Desde su torre de marfil, el dignatario contempla la extensión de su legado. Ahora muestra a quien quiera escuchar los frutos de su dilatada experiencia, años de iluminación entera. Pero en ocasiones, la actualidad le devuelve un amargo eco procedente de algunos de sus gestos. ¿Por qué se obcecan en deshacer lo que él, con tanto acierto, para los suyos quiso? Si los gobernaba de tal forma que su voz hablaba por ellos, si su tierra era una prolongación de su propia carne, sus impulsos... Aquella tierra de gentes proclives a la indiferencia era su vocación, su sueño. Aún recuerda cuando los suyos atendían todas sus indicaciones, interpretaban sus estados de ánimo y secundaban como un solo hombre sus visiones y proyectos. No había desacuerdo, nadie le aconsejaba, sólo le acompañaban dulces cantos. El tenía una misión: salvar a su tierra del pasado y de sí misma. Y los demás, daba igual si estaban o no equivocados.

Mas su alejamiento del mundo parece ahora mayor que entonces, pues ve, como un padre impotente ante la conducta de su díscolo hijo, cómo el rumbo que sigue su nave no es el que había trazado. Porque esta nave va, y va a pesar de quien la gobierna. Pero fue su empeño, y a su tierra dedicó su vida, lo mejor de sí mismo, aunque ahora se sienta triste y vejado. El tiempo es un juez supremo, el más alto tribunal, y a la hora de sentenciar no tiene en cuenta ni a hombres ni a políticos.
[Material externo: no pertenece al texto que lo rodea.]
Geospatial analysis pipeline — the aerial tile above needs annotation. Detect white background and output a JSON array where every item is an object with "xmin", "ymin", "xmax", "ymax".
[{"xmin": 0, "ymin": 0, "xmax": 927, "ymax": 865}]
Por eso le duele asomarse a la memoria, pues el papel que la historia asigna a sus regidores a veces es más duro que el propio olvido. ¿Por qué le aterra tanto la profundidad escasa, el menguante alcance de sus designios y los cambios que obró en su tierra y en los suyos ? Nadie le advirtió, absorto como estaba en engrandecerla a su modo, y engrandecerse a sí mismo a través de ella, del mal que ahora conoce como la palma de su mano; la sombría soledad del mandatario, la insoportable inercia de las cosas.